Enumerators¶
Although not used that frequently, Ruby supports enumerators that enable both internal and external iteration. The easiest way to create an enumerator is to not pass a block to an enumerable method. For example:
a = [1, 2, 3, 4, 5]
# Common way to iterate
a.each do |i|
puts i
end
# Get an enumerator instead
enumerator = a.each
# Now use it
enumerator.map |i|
i * 2
end
Rice has built-in support to returning enumerators for STL containers such as std::vector, std::map and std::unordered_map.
Implementing enumerators is tricky - and in fact requires a number of Rice features. So let’s take a look at how enumerator support is implemented for std::vector.
Implementation¶
Let’s start with looking at the code:
define_method("each", [](T& vector) -> const std::variant<std::reference_wrapper<T>, Object>
{
if (!rb_block_given_p())
{
auto rb_size_function = [](VALUE recv, VALUE argv, VALUE eobj) -> VALUE
{
// Since we can't capture the vector from above (because then we can't send
// this lambda to rb_enumeratorize_with_size), extract it from recv
T* receiver = Data_Object<T>::from_ruby(recv);
return detail::To_Ruby<size_t>().convert(receiver->size());
};
return rb_enumeratorize_with_size(detail::selfThread, Identifier("each").to_sym(), 0, nullptr, rb_size_function);
}
for (Value_T& item : vector)
{
VALUE element = detail::To_Ruby<Value_T>().convert(item);
detail::protect(rb_yield, element);
}
return std::ref(vector);
});
We will go through each section in more detail below.
Method Signature¶
First, Rice defines an each
method to support Ruby’s enumerable module. Its signature looks like this:
define_method("each", [](T& vector) -> const std::variant<std::reference_wrapper<T>, Object>
Since std::vector doesn’t have an each
method, Rice creates a lambda function instead that interacts with the vector. The vector is passed in by reference T&
to avoid a copy.
Even more interestingly, notice the return type is a std::variant
. This is needed because the method can either return a Ruby enumerator or the vector.
In the first case, returning the vector is the same as returning this
from a C++ member function or self
from a Ruby function.

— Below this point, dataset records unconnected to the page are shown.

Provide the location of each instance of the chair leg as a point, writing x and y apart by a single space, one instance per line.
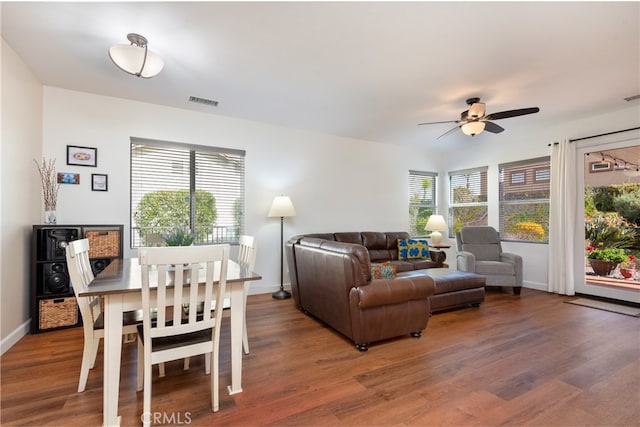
215 381
146 405
140 372
87 362
245 340
94 350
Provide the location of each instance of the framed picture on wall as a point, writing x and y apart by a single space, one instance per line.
82 156
98 182
68 178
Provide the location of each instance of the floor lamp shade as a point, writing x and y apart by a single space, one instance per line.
281 207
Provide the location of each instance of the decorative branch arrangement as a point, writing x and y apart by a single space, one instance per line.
50 184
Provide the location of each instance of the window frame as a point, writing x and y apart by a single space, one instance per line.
533 185
231 203
482 186
412 188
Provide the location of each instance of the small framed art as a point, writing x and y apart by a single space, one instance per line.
68 178
98 182
82 156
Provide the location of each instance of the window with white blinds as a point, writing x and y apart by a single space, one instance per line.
524 200
198 189
467 198
422 200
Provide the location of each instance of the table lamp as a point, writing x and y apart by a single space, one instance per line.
436 224
281 207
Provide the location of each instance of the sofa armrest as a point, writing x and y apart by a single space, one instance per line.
516 261
466 261
392 291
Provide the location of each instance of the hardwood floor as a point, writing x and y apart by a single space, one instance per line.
528 360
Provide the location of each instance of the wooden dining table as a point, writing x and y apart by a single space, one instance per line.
121 289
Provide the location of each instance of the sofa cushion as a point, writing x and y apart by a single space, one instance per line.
412 249
376 244
382 270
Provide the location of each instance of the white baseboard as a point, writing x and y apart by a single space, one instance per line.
537 286
14 336
263 288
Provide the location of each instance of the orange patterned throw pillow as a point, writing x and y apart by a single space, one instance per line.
413 249
383 270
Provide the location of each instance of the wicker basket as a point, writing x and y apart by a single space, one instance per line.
104 243
58 312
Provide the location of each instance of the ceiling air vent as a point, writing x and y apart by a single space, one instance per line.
203 101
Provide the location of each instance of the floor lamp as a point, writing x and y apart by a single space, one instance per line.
281 207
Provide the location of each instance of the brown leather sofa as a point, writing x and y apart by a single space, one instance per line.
331 280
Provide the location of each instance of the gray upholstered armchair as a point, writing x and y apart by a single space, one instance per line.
480 252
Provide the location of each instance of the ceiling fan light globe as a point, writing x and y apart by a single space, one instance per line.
476 110
472 128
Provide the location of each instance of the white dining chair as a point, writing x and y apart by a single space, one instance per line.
188 274
80 273
247 259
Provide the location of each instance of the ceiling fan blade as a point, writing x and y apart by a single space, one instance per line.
492 127
511 113
449 132
436 123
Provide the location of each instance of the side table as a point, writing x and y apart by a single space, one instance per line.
438 254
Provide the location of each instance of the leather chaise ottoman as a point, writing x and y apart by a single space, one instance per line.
454 288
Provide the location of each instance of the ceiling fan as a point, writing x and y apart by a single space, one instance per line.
473 121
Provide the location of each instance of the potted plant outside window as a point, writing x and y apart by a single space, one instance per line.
179 237
628 268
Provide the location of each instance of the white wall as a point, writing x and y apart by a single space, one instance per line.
335 183
527 144
21 192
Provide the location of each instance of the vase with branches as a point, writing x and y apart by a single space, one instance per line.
50 187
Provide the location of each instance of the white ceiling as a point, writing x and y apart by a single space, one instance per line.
367 70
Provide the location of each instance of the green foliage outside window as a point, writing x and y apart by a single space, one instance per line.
612 215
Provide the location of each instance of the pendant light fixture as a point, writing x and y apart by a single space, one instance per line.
473 128
135 58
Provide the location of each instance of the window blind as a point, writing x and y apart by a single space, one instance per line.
467 198
524 200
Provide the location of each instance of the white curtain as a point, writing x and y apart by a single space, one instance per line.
562 218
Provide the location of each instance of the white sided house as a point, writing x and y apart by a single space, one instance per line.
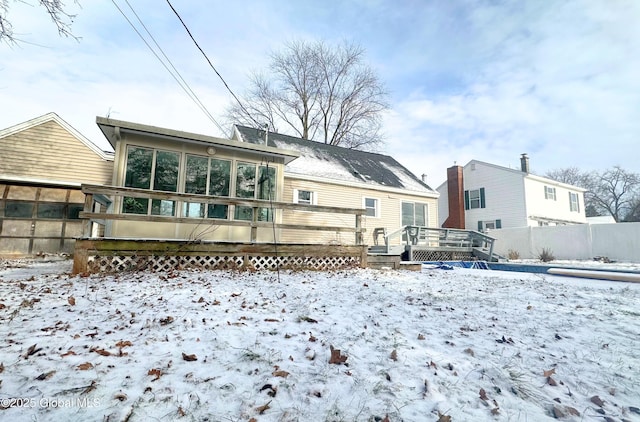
483 196
43 162
331 175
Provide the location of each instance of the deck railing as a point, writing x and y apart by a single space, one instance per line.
105 194
430 237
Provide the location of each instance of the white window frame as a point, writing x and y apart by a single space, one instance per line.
475 199
375 208
296 197
574 202
549 192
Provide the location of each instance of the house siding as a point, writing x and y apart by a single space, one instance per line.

This allows methods to be chained together - for example vector.a.b
.
We have to return a reference to the vector and not a copy. Besides being potentially wasteful, a copy would result in creating a new Ruby object. Thus self
would no longer be self - which would be quite unexpected. However, std::variants
cannot container references and thus what we need to return is a std::reference_wrapper<T>
.
In the second case, we want to return a new Ruby enumerator which has a type of VALUE. However, we can’t directly return a VALUE because Rice will interpret it as an unsigned long long (which in fact is what it is). Instead, we return a Rice::Object.

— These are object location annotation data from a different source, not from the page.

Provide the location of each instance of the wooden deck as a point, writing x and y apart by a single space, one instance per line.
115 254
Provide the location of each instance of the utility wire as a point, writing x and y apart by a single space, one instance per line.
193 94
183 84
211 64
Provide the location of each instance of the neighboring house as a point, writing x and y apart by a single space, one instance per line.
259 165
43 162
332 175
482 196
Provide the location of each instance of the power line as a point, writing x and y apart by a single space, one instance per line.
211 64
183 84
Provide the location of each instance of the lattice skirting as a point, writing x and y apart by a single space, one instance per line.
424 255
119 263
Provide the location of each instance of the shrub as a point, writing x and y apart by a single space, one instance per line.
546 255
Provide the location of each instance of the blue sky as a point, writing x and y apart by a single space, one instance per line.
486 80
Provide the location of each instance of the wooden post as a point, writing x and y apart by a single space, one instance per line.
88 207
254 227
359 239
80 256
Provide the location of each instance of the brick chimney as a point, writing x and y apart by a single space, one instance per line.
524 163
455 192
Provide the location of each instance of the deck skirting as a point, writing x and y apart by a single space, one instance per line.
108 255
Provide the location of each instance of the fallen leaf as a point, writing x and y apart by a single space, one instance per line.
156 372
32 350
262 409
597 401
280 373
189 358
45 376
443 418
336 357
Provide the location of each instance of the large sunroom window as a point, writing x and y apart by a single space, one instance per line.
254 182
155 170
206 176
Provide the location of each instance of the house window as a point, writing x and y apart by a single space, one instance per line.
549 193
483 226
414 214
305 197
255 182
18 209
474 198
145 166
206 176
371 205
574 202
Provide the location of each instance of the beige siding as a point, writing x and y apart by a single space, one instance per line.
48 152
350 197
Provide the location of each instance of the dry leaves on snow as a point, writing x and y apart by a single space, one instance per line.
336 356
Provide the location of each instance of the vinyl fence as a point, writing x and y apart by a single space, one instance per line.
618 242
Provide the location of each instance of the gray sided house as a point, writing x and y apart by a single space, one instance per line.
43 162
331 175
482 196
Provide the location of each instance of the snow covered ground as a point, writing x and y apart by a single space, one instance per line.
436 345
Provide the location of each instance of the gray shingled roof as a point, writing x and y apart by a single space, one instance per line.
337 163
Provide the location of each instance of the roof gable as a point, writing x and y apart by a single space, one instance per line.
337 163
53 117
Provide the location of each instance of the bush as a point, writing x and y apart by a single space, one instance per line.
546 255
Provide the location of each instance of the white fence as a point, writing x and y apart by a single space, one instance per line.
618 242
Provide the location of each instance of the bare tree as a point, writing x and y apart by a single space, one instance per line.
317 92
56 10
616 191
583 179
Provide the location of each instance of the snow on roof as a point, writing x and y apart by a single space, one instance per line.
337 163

For more information refer to Return class.
Creating an Enumerator¶
Next, let’s look at the code that returns an enumerator:
if (!rb_block_given_p())
{
auto rb_size_function = [](VALUE recv, VALUE argv, VALUE eobj) -> VALUE
{
// Since we can't capture the vector from above (because then we can't send
// this lambda to rb_enumeratorize_with_size), extract it from recv
T* receiver = Data_Object<T>::from_ruby(recv);
return detail::To_Ruby<size_t>().convert(receiver->size());
};
return rb_enumeratorize_with_size(detail::selfThread, Identifier("each").to_sym(), 0, nullptr, rb_size_function);
}
If a block is not provided by the user, then the method should return an enumerator. The enumerator is created like this:
return rb_enumeratorize_with_size(detail::selfThread, Identifier("each").to_sym(), 0, nullptr, rb_size_function);
Notice the first parameter of rb_enumeratorize_with_size
requires a Ruby instance and not a C++ instance. The correct Ruby instance is the one that is wrapping the C++ instance which is stored in a thread-local variable called selfThread.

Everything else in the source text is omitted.